A sound approach should be proactive, collaborative and interactive. Spend some time and money reviewing and augmenting the source version together with linguists/culture brokers. The interaction between psychometricians, cognitive psychologists and linguists:

  • Instils new dynamics in item writing.
  • Produces a corpus of item-by-item translation and adaptation notes.
    • cApStAn’s “Translatability Assessment” is part our Linguistic Quality Assurance process. It helps identify any potential issues upfront, before translation begins, by checking test items against a list of translatability categories, and reporting potential issues in a centralised monitoring tool. Alternative text may be proposed without loss of meaning.
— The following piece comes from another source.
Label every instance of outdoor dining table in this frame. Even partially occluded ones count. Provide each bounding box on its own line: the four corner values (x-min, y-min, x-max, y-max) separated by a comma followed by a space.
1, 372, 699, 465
      Read more about our Linguistic Quality Assurance (LQA) processes here

      Action points for the testing industry

      It is important to determine the skills that item developers (and human linguists) need to acquire/hone so that their expertise can effectively be woven into new MMT workflows.

      If they can work with experts to define the new skills that linguists will need (translation technology, natural language processing, discernment) and test linguists for these skills, they will have a new product that will be in high demand in the buoyant localization market.

      It is high time to:

      • Upgrade your item pools to translatable master versions, ready to input into AI.
      • Train a good MT engine with high-quality translations.
      • Enlist the help of experts to usefully supplement NMT in tomorrow’s Man-Machine Translation workflows.